Fiducioso nella convenienza che mi avevano garantito mi sono lanciato in acquisti pure io. Diciamo che ho avuto modo di usare la carta di credito anche per piccole somme.
Oramai da queste parti la firma sullo scontrino della carta di credito è stata sostituita da un firma con penna digitale su uno schermo.
Non riescono più le stesse firme di una volta ma questo è l'incedere del progresso.
Tra qualche anno penso che qualcosa ci guarderà negli occhi ed effettuerà il prelievo dovuto dal conto corrente. Forse gli occhiali a specchio ci salveranno.

Lo shopping tour è finito con il ritorno in taxi visto che pochi minuti di ritardo in un negozio ci ha fatto perdere il pullman.

Dopo aver passato un'ora passato ai bordi della spiaggia dell'albergo è  cominciata la parte professionale del viaggio,

Visita alla zona espositiva che per tre giorni sarà teatro di tutta una serie di presentazioni e dibattiti relativi al software e all'Information Technology.
A dire la verità il tutto è cominciato con un  Buffet ma poi mi sono dedicato a visitare i vari stand.

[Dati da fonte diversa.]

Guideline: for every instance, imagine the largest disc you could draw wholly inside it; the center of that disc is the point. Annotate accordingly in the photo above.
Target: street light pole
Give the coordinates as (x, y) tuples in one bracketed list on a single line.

Al ritorno breve visita ai tavoli da gioco. Qualcuno vinceva.
Proverò nonostante le raccomandazioni di mio figlio.

Mandalay Bay

L'albergo è uno dei grandi della città. Nel contare i piani sono arrivato a 36, anche l'ascensore arriva fino a 34.
E' una piccola città, perchè al suo interno si trovano :  un casinò, una serie di ristoranti specializzati, un centro congressi, una spiaggia artificiale, uno zoo con acquario con tanto di squali che nuotano, una palestra attrezzatissima e una chiesa dove si  celebrano dei matrimoni,

Il casinò è gremito di slot machines e tavoli da gioco che alla sera si popolano di giocatori, anche se però una parte di essi è aperta fin dal mattino
La spiaggia sembra reale in quanto vengono prodotte anche le onde che poi si infrangono nell'arenile.
C'è un continuo via vai di gente, da quelli che stanno andando in "spiaggia" fino ad arrivare a coppie di sposi con parenti al seguito.
Quando mi affaccio dalla mia stanza 32327, vedo l'aereoporto di Las
Vegas, il deserto e le montagne lontane.
Dormo in una camera spaziosissima che potrebbe ospitare comodamente 4 persone,
Insomma non manca quasi niente, ......  quasi.